Утром он выехал из гостиницы и направился на железнодорожный вокзал. На этот же день купил билет в купейный вагон Красноярск – Адлер. Просидел в здании вокзала в ожидании поезда.
В купе он был один, и это радовало. Когда поезд тронулся, повесил доху на крючок, получил постельное белье. Заправил постель. Неприятный осадок от посещения ресторана угнетал. Но его сознание будоражили постоянные всплески воспоминаний, как женская грудь впечатывается в него и прилипает к его телу. Эту теплоту и дрожь он будет помнить еще долго.
Чтоб отвлечь себя, отправился в вагон-ресторан. За день он изрядно проголодался. За окном было темно. Мелькали силуэты заснеженных деревьев. В ресторане пробыл более часа. Выпил, поужинал. Вернувшись в купе, улегся на нижнюю полку. Мысли унесли его на Юг. Он никогда не был в Сочи. Море видел только в кинофильмах. Углубившись в раздумья, мысленно начал прогуливаться по набережной.

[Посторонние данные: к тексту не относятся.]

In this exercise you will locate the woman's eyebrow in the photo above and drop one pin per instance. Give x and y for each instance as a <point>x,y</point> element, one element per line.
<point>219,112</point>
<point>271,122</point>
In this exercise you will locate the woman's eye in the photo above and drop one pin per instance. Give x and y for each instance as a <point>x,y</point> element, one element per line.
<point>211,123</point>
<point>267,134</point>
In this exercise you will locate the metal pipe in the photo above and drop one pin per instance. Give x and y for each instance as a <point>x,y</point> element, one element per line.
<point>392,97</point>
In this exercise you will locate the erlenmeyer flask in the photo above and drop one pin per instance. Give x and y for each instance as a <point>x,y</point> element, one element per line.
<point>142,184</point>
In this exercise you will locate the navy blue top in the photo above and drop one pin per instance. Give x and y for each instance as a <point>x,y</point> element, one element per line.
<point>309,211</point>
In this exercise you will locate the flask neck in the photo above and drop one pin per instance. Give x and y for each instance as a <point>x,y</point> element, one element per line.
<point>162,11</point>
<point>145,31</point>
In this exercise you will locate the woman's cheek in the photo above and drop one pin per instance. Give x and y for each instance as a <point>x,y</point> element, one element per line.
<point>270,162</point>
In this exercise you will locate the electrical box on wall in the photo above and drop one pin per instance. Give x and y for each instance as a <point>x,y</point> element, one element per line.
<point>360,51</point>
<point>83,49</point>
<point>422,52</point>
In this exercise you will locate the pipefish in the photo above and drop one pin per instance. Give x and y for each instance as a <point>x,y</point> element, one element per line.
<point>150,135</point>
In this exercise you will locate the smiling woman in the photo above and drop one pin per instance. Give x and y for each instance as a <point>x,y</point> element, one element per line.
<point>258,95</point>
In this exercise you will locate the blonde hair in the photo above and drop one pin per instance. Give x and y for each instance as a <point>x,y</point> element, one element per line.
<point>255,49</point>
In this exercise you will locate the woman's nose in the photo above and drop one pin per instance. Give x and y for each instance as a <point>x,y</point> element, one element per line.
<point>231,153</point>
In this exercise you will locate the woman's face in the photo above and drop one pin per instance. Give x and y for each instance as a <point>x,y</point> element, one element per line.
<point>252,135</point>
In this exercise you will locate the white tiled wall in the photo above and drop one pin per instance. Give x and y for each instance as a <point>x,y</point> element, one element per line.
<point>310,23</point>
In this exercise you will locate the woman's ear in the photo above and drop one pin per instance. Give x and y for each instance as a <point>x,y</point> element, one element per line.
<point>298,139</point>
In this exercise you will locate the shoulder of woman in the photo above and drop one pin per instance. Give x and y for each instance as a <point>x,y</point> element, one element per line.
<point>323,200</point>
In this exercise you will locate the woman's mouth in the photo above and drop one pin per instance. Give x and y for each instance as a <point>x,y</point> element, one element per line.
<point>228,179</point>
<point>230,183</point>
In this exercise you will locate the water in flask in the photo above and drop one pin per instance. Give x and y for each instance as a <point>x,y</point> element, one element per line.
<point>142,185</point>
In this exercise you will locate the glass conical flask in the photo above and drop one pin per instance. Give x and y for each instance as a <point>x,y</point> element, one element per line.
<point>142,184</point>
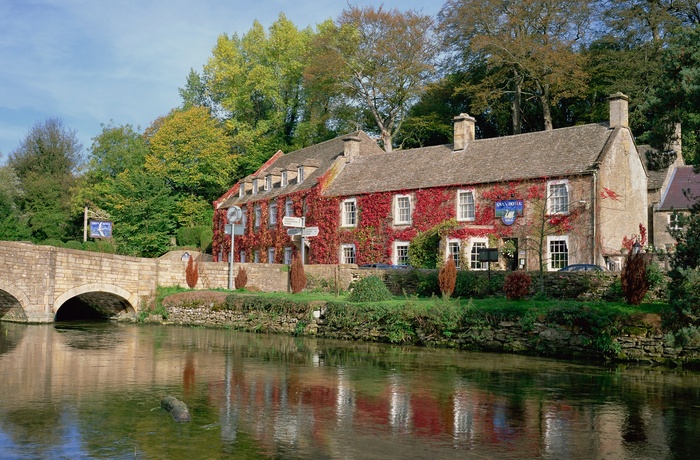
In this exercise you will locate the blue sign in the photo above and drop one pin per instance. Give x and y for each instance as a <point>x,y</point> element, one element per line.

Постепенно он провалился в дремоту. В сознании, где-то глубоко, услышал едва различимый женский голос, что проехали Мариинскую, следующая Анжерская, стоянка две минуты.
Проснулся от подергивания ноги. Чьи-то руки пытались стянуть с него бурки. Сначала подергали за одну бурку, чуть стащив ее, затем другую. Не открывая глаз, Спицын сжал кулаки, ожидая продолжения. Ожидал, когда процесс дойдет до завершения, чтобы уже потом, очень больно наказать воришку. Чужие руки аккуратно, сделали еще одну попытку. Опять чуть стащив обе бурки. Поезд подошел к Анжерской, скрипя тормозами и ударяясь буферами, сделал остановку. Неведомый человек замер, прекратил снимать бурки и вдруг схватил с вешалки доху. Дверь купе захлопнулась. Спицын рывков вскочил на ноги и упал, словно подкошенный. В приспущенных бурках бежать он не мог и, пытаясь снять их, вывалился в коридор. По проходу бежал молодой человек, зажав под мышками его доху. Перед тамбуром оглянулся, помахал рукой и крикнул:
– Пока. Дядя!
Сбросив бурки, в одних носках Спицын ринулся вдогонку. Тамбур был пуст. Вагонная дверь была приоткрыта, в темноте проема проглядывали мрачные одноэтажные деревянные строения. Раздался гудок, поезд тронулся с места.
Через минуту в тамбуре появилась проводница и со словами:
– О! А че это дверь открыта? – закрыла ее на ключ. Посмотрела на взъерошенного и обалдевшего Спицына, спросила:
– Че такой. Че случилось, что ли?
– Да вот, «племянника» проводил. Второго за два дня. И что-то тоскливо стало.
– А че в эту дверь-то провожал. Там и перрона нет?
– А ему здесь было ближе. Да и торопился очень. Толком и попрощаться не успели.
– Че, расстались-то надолго?
– С этими надолго. Скорее навсегда.
– Хорошо, наверное, когда большая родня. А расставаться всегда тоскливо.
– Ну, с тем, с чем я расстался, настолько тоскливо, что и взвыть в пору. А такую родню лучше вообще не иметь. – Михаил направился в свое купе.
Вслед проводница громко сказала:
– Если че, заходи! Чаек пошвыркаем. Может че и покрепче найдем.
– Мне еще «племянницы» не хватало, – но эти слова проводница не услышала.
В купе Спицын посмотрел не вешалку, где висела его доха. Лег на полку и начал думать, найдутся ли у него племянники в Сочи?
И печально констатировал, пока есть такие дяди как он, племянники всегда где-то рядом. Не веря в бога, посмотрел на свое отражение в зеркале купейной двери и три раза перекрестился со словами:
– Прости меня, Господи!
Через несколько дней пути его нога ступила на перрон сочинского вокзала. Яркое теплое солнце слепило, заставляя прищуриваться. Выйдя на привокзальную площадь, с любопытством посмотрел на большие часы и пальму.